The collections.Counter class is designed for just such a problem. It even comes with a handy most_common() method that will give you the answer.
To illustrate, let’s say you have a list of words and you want to find out which words occur most often. Here’s how you would do it:
words=['look', 'into', 'my', 'eyes', 'look', 'into', 'my', 'eyes','the', 'eyes', 'the', 'eyes', 'the', 'eyes', 'not', 'around', 'the','eyes', "don't", 'look', 'around', 'the', 'eyes', 'look', 'into','my', 'eyes', "you're", 'under']
from collections import Counter
word_counts = Counter(words)
top_three = word_counts.most_common(3)
print(top_three)
# Outputs [('eyes', 8), ('the', 5), ('look', 4)]
You have a list of dictionaries and you would like to sort the entries according to one or more of the dictionary values.
Sorting this type of structure is easy using the operator module’s itemgetter function. Let’s say you’ve queried a database table to get a listing of the members on your website, and you receive the following data structure in return:
rows = [
{'fname': 'Brian', 'lname': 'Jones', 'uid': 1003},
{'fname': 'David', 'lname': 'Beazley', 'uid': 1002},
{'fname': 'John', 'lname': 'Cleese', 'uid': 1001},
{'fname': 'Big', 'lname': 'Jones', 'uid': 1004}
]
It’s fairly easy to output these rows ordered by any of the fields common to all of the dictionaries. For example:
from operator import itemgetter
rows_by_fname = sorted(rows, key=itemgetter('fname'))
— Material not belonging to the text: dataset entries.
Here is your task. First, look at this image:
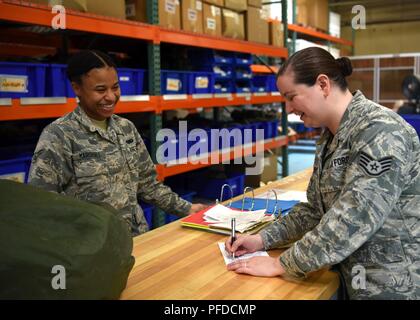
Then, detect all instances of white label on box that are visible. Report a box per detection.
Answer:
[207,18,216,30]
[195,1,203,11]
[125,3,136,18]
[166,78,181,91]
[0,74,28,92]
[188,9,197,21]
[0,172,25,183]
[210,6,221,16]
[195,77,209,89]
[165,0,176,14]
rows_by_uid = sorted(rows, key=itemgetter('uid'))
print(rows_by_fname)
print(rows_by_uid)
The preceding code would output the following:
[{'fname': 'Big', 'uid': 1004, 'lname': 'Jones'},
{'fname': 'Brian', 'uid': 1003, 'lname': 'Jones'},
{'fname': 'David', 'uid': 1002, 'lname': 'Beazley'},
{'fname': 'John', 'uid': 1001, 'lname': 'Cleese'}]
[{'fname': 'John', 'uid': 1001, 'lname': 'Cleese'},
{'fname': 'David', 'uid': 1002, 'lname': 'Beazley'},
{'fname': 'Brian', 'uid': 1003, 'lname': 'Jones'},
{'fname': 'Big', 'uid': 1004, 'lname': 'Jones'}]
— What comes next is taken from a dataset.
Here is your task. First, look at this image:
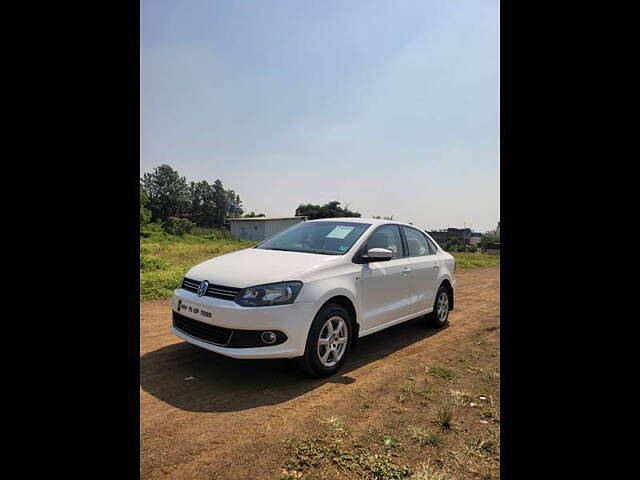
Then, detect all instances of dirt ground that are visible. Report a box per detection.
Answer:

The itemgetter() function can also accept multiple keys. For example, this code
rows_by_lfname = sorted(rows, key=itemgetter('lname','fname'))
print(rows_by_lfname)
Produces output like this:
[{'fname': 'David', 'uid': 1002, 'lname': 'Beazley'},
{'fname': 'John', 'uid': 1001, 'lname': 'Cleese'},
{'fname': 'Big', 'uid': 1004, 'lname': 'Jones'},
{'fname': 'Brian', 'uid': 1003, 'lname': 'Jones'}]
The functionality of itemgetter() is sometimes replaced by lambda expressions. For example:
rows_by_fname = sorted(rows, key=lambda r: r['fname'])
Last, but not least, don’t forget that the technique shown in this recipe can be applied to functions such as min() and max(). For example:
>>> min(rows, key=itemgetter('uid'))
{'fname': 'John', 'lname': 'Cleese', 'uid': 1001}
>>> max(rows, key=itemgetter('uid'))
{'fname': 'Big', 'lname': 'Jones', 'uid': 1004}
>>>